They cry wolf non-stop through the 5 plus years of a bull market, always warning us of doom and gloom. The "I-told-you-so" moments that the bears celebrate always turn out to be buying opportunities for the smart bulls. A broken clock is right at least twice a day, but bear time never comes. When all is lost, even the most entrenched bear gives up.
Beware when the bear changes course.
While trolling through the boatloads of financial news, I ran across a few interesting articles that would make both bulls and bears do a double take. The first was an article by Brent Arends entitled "Jeremy Grantham's Losing His Growl" featured on thestreet.com. The second was by MSN's Contrarian Chronicles author, Bill Fleckenstein entitled "Tech stocks' pain proves they're vulnerable, too". The third is an article by Jack Willoughby on Barrons.com entitled "Margin Debt-- and Risk--is Growing". These three articles are examples of the dangers ahead of us, and examples of why I am staying on the bear wagon. Lines pulled from each article explain themselves:
1. "They say the time to get really nervous is when the last bear turns bullish."
2. "According to the Investors Intelligence's report . . . last week the bulls stood at 62% and bears at about 19%. For anyone who's been around the stock market for any length of time, that is a clear warning sign."
3. "Based on historical levels, margin debt makes the market look risky and subject to a sharp downtick right now. It comes to 2.4% of total adjusted-market capitalization -- 3.4 times its 62-year norm of 0.74%."
The first two articles work in tandem with each other and the last shows how everything can go south in a hurry. Jeremy Grantham, a long time bear, is "FED up" with the FED seemingly rescuing the market from certain death. Want to know how bearish Grantham has been in the past? Just google his name and read his past work. Converting this guy to a bull is like the Pope renouncing Catholicism. His patience has been tapped out, and the bulls clearly have him on the ropes. The only thing that will keep Grantham from being pummeled would be the FED holding steady on rates and the market shedding 3% in one day.
Fleckenstein has always offered an opposing view to the conventional wisdom, and his latest article doesn't disappoint. His article rips the tech stocks, but it's what's in the last paragraph that is the most interesting. He states that when everyone gets on board to ride the bull, the bull buckles under pressure. We may be reaching that point.

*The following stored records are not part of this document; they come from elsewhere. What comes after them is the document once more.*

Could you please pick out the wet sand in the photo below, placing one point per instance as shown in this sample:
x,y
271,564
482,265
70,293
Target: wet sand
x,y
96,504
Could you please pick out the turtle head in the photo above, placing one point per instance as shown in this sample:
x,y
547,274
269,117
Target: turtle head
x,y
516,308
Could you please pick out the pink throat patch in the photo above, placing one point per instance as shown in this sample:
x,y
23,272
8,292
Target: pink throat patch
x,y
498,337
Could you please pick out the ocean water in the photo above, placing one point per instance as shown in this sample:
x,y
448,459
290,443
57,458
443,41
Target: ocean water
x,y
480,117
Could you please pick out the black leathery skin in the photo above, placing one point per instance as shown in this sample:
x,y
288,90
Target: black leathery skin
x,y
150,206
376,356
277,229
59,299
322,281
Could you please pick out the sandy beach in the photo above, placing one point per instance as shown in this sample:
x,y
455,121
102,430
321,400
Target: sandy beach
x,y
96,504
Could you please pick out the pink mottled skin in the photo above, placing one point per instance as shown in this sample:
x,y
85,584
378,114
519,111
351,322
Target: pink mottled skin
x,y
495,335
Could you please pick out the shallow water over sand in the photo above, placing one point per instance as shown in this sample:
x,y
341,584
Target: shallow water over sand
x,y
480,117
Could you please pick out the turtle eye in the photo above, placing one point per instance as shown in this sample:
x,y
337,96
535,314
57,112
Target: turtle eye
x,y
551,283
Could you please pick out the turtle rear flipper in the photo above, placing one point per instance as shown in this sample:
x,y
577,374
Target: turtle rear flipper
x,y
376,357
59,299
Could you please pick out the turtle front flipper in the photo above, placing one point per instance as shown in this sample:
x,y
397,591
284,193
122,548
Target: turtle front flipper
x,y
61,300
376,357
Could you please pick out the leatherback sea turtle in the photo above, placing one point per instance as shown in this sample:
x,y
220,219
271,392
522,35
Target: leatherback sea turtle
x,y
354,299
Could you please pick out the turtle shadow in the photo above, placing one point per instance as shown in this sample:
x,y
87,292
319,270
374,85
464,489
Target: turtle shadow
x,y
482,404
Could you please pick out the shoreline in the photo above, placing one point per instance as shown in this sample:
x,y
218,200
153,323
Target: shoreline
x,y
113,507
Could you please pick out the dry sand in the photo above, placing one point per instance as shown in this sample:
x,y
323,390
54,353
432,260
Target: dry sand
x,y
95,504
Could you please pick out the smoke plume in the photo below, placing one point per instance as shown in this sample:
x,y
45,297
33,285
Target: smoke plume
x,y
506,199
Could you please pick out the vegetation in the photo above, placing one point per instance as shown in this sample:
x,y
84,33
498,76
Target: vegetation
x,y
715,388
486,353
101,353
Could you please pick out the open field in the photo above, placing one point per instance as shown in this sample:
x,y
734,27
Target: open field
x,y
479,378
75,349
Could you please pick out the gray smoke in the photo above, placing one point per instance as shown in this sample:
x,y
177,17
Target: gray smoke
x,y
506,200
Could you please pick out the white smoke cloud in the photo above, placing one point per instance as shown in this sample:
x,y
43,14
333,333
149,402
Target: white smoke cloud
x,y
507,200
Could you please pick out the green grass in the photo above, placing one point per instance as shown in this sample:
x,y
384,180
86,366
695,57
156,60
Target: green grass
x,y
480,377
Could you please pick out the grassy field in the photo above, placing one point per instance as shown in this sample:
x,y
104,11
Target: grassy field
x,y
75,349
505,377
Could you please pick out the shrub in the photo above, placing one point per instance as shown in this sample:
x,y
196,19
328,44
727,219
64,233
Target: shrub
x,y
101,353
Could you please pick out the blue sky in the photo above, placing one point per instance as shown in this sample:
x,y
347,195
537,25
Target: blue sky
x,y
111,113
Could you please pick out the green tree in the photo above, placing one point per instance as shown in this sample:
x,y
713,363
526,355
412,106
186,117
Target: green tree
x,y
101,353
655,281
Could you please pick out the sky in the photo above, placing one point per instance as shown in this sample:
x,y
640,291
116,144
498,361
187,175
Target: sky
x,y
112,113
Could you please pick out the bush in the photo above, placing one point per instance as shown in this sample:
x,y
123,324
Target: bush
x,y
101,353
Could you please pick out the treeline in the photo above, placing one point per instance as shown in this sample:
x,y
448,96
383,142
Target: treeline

Willoughby's article talks about how we haven't learned from our past mistakes in the not so recent past of August. The historical dollar amount of margin debt isn't as important as the percentage of margin debt to market cap. Nearly all of the margin that was called in after the August meltdown is washing through the market once again. Previous to 2007, we haven't seen it like this since...well...the end of the dot com party. Partying like it is 1999 isn't a bad thing unless we can't make it to the door soon after the ball drops. When margin is called in, the exit door gets incredibly harder to fit through.
I have already admitted in past entries that I called the top of the market early and hence shorted the market early. However, in sticking with my strategy, my trades have been few and I will let the market determine the rest. Vad called me out in his last blog by saying the following:
Jaudio-- you can't really stay all short in the long term- inflation and the fact that your upside is effectively capped at 100% will catch up to you eventually.
It is true and I agree, Vad, that no one can stay all short in the long term, and the upside is capped at 100%. However, this game is short term, so being all short in the short term could pan out. I looked at the overall downward pressure on the bull market coupled with the fact that everyone has bet long. When everyone zigs, I zag. In a market downturn, even the best companies can get hit hard. After all, look at Berkshire Hathaway (BKR.A) at any time during 1999 and compare the stock price then to its low point in the first few months of 2000. It took BKR.A buyers that bought at the top over 4 years to recover their losses. Even the genius gets hit in the short term. My resolve has also been tested in this game . . . enduring the pain as my portfolio gets hit. The game isn't over yet; the fun is just beginning.